Since the knight always has to access each field once, this is just the same as if we multiplied the number of successors for each field on the board. We may argue that we have to decrease all factors (but the first one) by 1 since the knight always comes from one of those fields, so there's always at least one less accessible, but since we search the solutions beginning on any of the fields on the board, any of them can be the first one. So we really end up multiplying all counters.
Examples for 5x5 and 6x6 are given below.

23432
34643
46864
34643
23432
234432
346643
468864
468864
346643
234432

Some test calculations show an average depth for backtracking at about two third of the way (60-70%) if no optimizations are used. This leads to the following calculation:
The maximal branching factor of the problem (i.e. the maximal number of successors that have to be tested in the next iteration) is seven, since one field has at most eight successors one of which the Knight previously came from.
As it can be seen from the boards above, if the board grows, the middle part will fill with a successor count of eight while the two rows and columns on both sides stay basically the same. Since the middle part is a square, it will grow much faster than the borders that grow linearly, so for big boards, a branching factor of 7 will be a good assumption. That's why counting the Knight's Tours becomes such a big problem even if the board is only slightly growing.
Now we see that there are (NxN) valid configurations in the first iteration, not more than (NxN)*7 in the second, then (NxN)*7*7 and so on. That makes it (NxN)*7^(N*N-1) in the last iteration. The resulting exponential function is c(i) = (N*N) * 7^(i-1). We see that most of the possible configurations reside at the end of the paths, because of the high branching factor, and so we can integrate the function to see how many of them do. The integral of the function c is given by I(i) = (N*N)/ln(7) * 7^(i-1). We already said that after about two third of the path the knight has to turn back and do backtracking. For generalisation purposes I will name this ratio r in the following text. So now we take the integral of that part to have an approximation for the valid board configurations: Ptried = I(r*N*N) - I(1) = (N*N)/ln(7) * (7^(r*N*N-1) - 1) and the integral of the part that represents the invalid configurations since the knight had to return earlier on: Pbacktracked = I(N*N) - I(r*N*N) = (N*N)/ln(7) * (7^(N*N-1) - 7^(r*N*N-1)) We now can calculate the relation between the two: Ptried / Pbacktracked = (7^(r*N*N-1) - 1) / (7^(N*N-1) - 7^(r*N*N-1)) ~ 7^(r*N*N-1) / (7^(N*N-1) - 7^(r*N*N-1)) This is a constant for a given board. It gives us an approximate relation between the maximum number of board configurations and the number of valid ones and allows us to estimate the size of the problem more exactly.
So now here is a new table which gives the new approximation of the above mentioned boards.

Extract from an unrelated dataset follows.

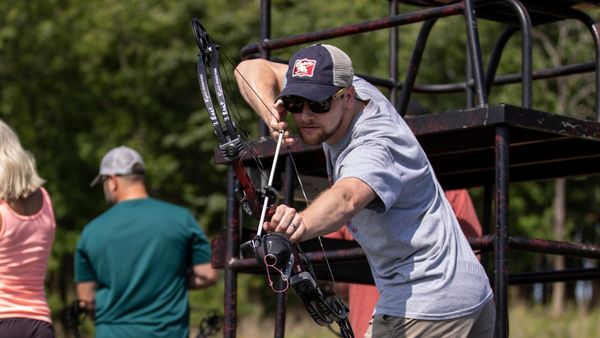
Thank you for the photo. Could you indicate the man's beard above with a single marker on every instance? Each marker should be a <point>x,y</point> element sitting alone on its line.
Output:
<point>322,135</point>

Boardsize Solutions Number of valid board configurations New estimate between Max. number of board configurations
4x4 0 29976 (=3.00*10^4) 2.34*10^3 2.69*10^7
5x5 1728 38010697 (=3.80*10^7) 1.49*10^7 7.13*10^13
6x6 6637920 ? 1.3*10^17
7x7 ? ? 1.1*10^26
8x8 8,121,130,233,753,702,400 by (Löbbing,Wegener 1996) ? 4.5*10^36

I also wrote an essai about this estimate. The PDF file can be found here.

Symmetry

Since symmetry tends to decrease the number of field configurations that have to be tested by factors, it is usually one of the first ideas to implement. The following symmetries exist on any board:

11311
11311
22422
11311
11311

Different areas with the same numbers are symmetric and therefore provide the same number of solutions. The areas marked with 2 only exist on boards with an odd height, the areas 3 only on boards with odd width. If both width and height are odd, area 4 has to be taken into account, too. On evenly sided boards there are only the areas marked with 1 one of which has to be tested.
On square boards, the areas 2 and 3 provide the same number of solutions.